August 27, 2007

Data Matters! Map your Data to search engine Features (Part 1)

There have been a lot of discussions lately (some private) about whether folks should use taxonomies or faceted navigation, what type of clustering is best, what tool should be used to tag documents, how well does automated clustering work, etc. etc. etc. (click the image below to enlarge)

Levelsoforganization_3 But first, a definition:

Navigators: Click-able things in search results that let users  "drill down" into the results, to narrow in on what they were really looking for.  There are many types of navigators out there, and they all look the same to users (and to many corporate managers), but behind the scenes their implementation is very different, and is highly data and vendor dependent.

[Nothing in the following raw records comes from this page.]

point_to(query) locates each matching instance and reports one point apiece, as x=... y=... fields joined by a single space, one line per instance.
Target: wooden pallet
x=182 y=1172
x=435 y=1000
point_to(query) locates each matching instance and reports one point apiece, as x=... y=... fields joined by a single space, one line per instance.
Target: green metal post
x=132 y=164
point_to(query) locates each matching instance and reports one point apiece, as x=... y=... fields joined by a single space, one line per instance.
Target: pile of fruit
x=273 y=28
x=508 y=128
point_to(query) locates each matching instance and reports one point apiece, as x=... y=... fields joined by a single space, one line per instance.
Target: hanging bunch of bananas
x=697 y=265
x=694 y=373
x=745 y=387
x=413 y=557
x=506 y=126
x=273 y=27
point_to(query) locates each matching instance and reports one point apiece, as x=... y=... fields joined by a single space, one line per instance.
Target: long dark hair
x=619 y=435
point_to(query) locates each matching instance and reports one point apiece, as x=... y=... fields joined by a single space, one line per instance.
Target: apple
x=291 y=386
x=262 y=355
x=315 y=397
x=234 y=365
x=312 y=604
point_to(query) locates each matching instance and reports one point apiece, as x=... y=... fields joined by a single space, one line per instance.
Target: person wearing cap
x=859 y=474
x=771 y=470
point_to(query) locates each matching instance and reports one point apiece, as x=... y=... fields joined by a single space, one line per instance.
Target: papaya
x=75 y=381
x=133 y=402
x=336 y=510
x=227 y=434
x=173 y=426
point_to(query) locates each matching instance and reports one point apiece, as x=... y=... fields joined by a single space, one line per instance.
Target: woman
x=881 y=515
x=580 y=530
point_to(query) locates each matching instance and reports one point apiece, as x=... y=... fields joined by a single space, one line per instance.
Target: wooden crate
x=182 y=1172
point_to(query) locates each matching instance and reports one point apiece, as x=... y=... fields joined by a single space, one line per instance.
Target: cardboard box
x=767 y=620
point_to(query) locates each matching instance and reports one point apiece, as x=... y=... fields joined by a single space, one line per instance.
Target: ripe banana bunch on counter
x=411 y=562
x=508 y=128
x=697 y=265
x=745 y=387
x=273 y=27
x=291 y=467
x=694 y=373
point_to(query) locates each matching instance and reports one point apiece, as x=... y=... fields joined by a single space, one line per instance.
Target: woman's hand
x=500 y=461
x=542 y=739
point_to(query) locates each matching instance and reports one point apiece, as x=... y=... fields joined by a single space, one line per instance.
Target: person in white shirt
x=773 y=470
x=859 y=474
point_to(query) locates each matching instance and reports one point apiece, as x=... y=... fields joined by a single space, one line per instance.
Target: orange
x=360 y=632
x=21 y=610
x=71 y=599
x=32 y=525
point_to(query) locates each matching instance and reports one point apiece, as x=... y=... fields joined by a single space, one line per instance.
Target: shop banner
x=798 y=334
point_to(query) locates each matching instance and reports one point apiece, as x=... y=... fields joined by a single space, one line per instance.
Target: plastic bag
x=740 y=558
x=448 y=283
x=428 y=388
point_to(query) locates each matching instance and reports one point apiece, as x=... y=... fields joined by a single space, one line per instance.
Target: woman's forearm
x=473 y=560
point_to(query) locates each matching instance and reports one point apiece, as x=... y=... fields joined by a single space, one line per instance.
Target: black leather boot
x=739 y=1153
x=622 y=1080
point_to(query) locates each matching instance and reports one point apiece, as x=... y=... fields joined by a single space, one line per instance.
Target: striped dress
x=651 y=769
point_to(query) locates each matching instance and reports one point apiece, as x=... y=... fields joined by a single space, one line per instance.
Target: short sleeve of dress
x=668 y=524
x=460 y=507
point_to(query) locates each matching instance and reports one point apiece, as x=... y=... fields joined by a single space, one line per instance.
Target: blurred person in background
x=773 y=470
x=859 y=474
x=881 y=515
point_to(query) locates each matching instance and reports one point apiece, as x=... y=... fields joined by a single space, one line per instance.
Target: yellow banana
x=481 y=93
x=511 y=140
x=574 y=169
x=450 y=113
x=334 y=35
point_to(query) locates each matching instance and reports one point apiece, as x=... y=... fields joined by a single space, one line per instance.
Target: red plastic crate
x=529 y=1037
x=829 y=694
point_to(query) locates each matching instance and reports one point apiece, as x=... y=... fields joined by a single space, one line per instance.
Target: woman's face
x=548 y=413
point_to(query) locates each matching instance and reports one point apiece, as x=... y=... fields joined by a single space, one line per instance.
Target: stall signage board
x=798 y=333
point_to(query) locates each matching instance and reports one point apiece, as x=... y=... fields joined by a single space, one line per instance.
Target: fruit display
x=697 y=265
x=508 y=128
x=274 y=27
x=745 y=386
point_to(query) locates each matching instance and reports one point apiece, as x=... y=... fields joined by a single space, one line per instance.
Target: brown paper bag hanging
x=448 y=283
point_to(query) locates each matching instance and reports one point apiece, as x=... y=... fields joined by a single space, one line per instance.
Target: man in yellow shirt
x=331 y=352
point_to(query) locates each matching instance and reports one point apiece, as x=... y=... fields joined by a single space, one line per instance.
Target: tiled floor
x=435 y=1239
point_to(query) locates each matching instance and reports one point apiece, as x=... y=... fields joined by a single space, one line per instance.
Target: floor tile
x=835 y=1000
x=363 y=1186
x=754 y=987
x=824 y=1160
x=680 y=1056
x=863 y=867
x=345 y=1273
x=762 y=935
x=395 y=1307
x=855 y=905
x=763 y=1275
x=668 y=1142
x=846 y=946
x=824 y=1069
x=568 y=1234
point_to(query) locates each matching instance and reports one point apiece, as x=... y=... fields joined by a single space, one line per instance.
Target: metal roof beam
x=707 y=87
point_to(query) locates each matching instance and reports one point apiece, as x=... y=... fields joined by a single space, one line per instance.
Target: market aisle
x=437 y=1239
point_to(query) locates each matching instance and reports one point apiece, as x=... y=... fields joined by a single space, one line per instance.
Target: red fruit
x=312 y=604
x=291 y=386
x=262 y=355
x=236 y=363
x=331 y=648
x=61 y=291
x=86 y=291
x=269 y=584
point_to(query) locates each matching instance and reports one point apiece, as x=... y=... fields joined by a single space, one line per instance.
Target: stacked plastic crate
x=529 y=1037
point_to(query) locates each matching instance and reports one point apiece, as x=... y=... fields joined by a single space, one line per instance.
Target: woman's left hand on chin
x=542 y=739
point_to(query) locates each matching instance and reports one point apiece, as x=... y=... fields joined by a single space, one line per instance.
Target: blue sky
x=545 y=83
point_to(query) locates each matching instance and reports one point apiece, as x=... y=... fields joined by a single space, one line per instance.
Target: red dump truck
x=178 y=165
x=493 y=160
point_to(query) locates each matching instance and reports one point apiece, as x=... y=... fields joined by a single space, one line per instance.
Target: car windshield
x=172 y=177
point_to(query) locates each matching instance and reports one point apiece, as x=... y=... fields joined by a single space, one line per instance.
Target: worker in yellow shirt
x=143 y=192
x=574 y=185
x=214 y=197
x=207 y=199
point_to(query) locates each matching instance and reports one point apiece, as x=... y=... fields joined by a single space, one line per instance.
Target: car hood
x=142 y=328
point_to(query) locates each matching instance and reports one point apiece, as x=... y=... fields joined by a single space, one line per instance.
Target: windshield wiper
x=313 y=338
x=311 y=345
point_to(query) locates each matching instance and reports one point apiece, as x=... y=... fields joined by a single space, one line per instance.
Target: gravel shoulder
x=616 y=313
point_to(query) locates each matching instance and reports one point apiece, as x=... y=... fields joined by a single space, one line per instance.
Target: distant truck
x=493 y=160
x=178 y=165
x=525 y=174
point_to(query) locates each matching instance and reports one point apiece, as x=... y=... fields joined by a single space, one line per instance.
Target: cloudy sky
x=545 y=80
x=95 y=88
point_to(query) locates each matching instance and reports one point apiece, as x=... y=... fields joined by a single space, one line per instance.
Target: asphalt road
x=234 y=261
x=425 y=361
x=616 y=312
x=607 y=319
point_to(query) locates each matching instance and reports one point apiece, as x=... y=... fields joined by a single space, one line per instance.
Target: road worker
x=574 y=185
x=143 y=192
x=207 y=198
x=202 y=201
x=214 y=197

While we're big fans of all this whizzy tech, before anybody runs out and grabs something, we strongly suggest they give some careful thought to what type of data they have, and map that to what type of tool they should get.  There is huge confusion in the industry about all these buzz words, but many of these fancy sounding techniques are really targeted to fix specific problems arising from specific types of problematic data.  Better data can use simpler and much more reliable techniques.

The short answer is that, if your data is highly structured, you go to the head of the class!  You can use really mature technology such as parametric search or faceted navigation.  If you data is somewhat less structured, you can still probably create a taxonomy, or automatically "upgrade" your documents through additional tagging; data in this state will probably need some massaging.  Folks with totally unstructured data are the ones who need the new fancy stuff, which may or may not work all that well.

Data, data, data!  Know your data before you buy technology, that's our advice!

So which type of navigator should you use?  And which types of data and navigators map to which tools?  And how is this all done?  That's the subject of some upcoming articles that we're working on, this is just to get the ball rolling (basically we're previewing a draft of the first diagram from that series).  We promise to explain all of this to our faithful readers!